China

China

Supply edges closer to urban demand

CHINA: China is ramping up efforts to deliver power from wind farms in the blustery north and west of the country to economic centres in eastern and central China through ultra-high-voltage (UHV) transmission lines.

Chinese transmission firm State Grid has announced that it has mapped out a plan to send wind power from Jiuquan, in northwest China's Gansu province - host to the country's first of seven planned wind power complexes each exceeding 10GW - to power-thirsty Hunan province in the centre of the country, through 800kV UHV direct-current transmission lines.

Long-distance travel

China's need to send wind power over long distances results from the mismatch in remote areas of rich wind resource and low levels of economic development - and thus power consumption. Wind farms in northern and western China are 800-3,000 kilometres away from the country's economic hubs. China's existing power transmission lines - mainly 110kV, 220kV and 500kV - are unable to accommodate long-distance transmission of wind power from large wind farms.
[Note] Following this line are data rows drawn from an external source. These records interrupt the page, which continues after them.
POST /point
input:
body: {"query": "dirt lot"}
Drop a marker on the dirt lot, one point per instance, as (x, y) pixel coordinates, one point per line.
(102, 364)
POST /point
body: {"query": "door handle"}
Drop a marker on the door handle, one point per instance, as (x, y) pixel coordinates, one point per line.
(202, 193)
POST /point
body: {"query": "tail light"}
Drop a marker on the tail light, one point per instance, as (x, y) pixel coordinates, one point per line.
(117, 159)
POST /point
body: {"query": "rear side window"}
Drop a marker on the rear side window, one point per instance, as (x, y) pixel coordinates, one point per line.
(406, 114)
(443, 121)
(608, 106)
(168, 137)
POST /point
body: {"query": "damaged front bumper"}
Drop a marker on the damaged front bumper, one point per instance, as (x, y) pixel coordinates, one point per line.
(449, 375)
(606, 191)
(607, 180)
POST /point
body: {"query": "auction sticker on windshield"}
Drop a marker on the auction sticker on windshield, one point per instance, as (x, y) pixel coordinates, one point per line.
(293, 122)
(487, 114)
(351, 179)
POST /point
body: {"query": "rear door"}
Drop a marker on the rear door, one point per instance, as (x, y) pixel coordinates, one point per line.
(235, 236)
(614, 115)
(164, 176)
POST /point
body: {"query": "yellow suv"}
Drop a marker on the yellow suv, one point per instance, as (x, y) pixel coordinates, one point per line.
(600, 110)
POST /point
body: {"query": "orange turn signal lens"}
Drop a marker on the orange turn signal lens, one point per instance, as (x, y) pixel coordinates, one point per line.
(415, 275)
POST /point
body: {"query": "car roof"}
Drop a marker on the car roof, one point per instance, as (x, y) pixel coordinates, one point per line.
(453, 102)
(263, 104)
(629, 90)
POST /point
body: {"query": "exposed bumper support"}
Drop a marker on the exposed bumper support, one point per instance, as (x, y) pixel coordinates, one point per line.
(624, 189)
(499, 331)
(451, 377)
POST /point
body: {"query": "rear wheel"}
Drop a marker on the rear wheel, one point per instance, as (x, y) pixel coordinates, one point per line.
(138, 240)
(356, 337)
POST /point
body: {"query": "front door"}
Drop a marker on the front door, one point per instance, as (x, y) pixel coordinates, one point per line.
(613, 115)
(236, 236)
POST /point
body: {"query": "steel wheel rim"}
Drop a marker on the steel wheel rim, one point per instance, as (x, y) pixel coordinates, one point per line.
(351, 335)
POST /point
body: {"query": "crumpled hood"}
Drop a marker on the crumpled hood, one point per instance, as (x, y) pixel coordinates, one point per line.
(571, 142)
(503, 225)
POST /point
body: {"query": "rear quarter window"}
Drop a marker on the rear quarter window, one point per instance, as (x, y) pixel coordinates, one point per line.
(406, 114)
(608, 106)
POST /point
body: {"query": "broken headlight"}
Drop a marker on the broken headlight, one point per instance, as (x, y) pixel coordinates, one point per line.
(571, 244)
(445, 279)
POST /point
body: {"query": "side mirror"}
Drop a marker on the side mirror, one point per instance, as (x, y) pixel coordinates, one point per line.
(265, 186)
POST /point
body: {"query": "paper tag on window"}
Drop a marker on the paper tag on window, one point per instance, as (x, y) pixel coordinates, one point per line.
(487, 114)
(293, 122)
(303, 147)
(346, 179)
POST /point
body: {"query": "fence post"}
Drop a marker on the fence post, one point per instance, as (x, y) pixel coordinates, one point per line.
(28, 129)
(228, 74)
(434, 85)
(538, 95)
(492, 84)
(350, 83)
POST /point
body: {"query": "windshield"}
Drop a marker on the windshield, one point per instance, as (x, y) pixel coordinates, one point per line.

Industry officials say the solution is a sophisticated grid of UHV lines for trans-regional connection. State Grid believes 1,000kV UHV alternating-current (AC) transmission lines may transmit electric power over 1,500 kilometres, and 800kV direct-current (DC) transmission lines may be able to send power 3,000 kilometres and further. The 1,000kV AC lines have a quarter of the resistance loss of 500kV lines, while 800kV lines, likewise, have a fraction of the losses of 500kV lines.

Also, 1,000kV UHV lines use only about half the land used by 500kV lines, and 800kV lines use about a quarter the land used by 500kV lines.

There has been talk of progress for years. But in late January, Jiang Zuobin, director of Hunan provincial development and reform, inspected wind farms in Jiuquan and soon afterwards pushed for inclusion of an 800kV UHV DC transmission line over the 2,000 kilometres from Jiuquan to Hunan, in China's 12th five-year plan (see page 35).

Soon after that, State Grid announced that it had found the project technologically viable and economically sound. All that is needed now is approval by the National Energy Bureau (NEB). Should the project go ahead, it will fill a hole in a jigsaw puzzle: Hunan is expected to import over half of its electricity by 2015 and Jiuquan has plans for 20GW of installed wind capacity by that year.

The stakes are high. Although China has grabbed the global lead in terms of installed wind capacity, the NEB acknowledges that at the end of 2010 about 26% of installed wind was not online.

"If it succeeds in this project of sending an immense amount of wind power through long distances, China will emancipate itself from the predicament of advancing with rapidly expanded wind installed capacity but lagging in grid construction - an enormous waste of installed wind capacity," says Zhou Fengqi, vice-president of China's National Energy Society.

Pilot lines

China put into operation a pilot 1,000kV UHV AC transmission line spanning the 654 kilometres between the south-east corner of Shanxi Province to Jinmen, Hubei Province, in late December 2008. It also carried out a pilot 800kV project stretching 1,907 kilometres from Xiangjiaba, south-west Sichuan Province, to east China's Shanghai, in July 2010. The two have run smoothly. Zhou concludes that 800kV transmission lines are best suited to wind.

Liu Zhenya, general manager of State Grid, has announced that his company will invest CNY 500 billion ($76 billion) in the next five years to construct a high-tech grid of long-distance UHV AC transmission lines. Three are to run north/south and three east/west. Also planned are 11 UHV DC transmission lines. State Grid plans to accommodate 100GW of wind power by 2015.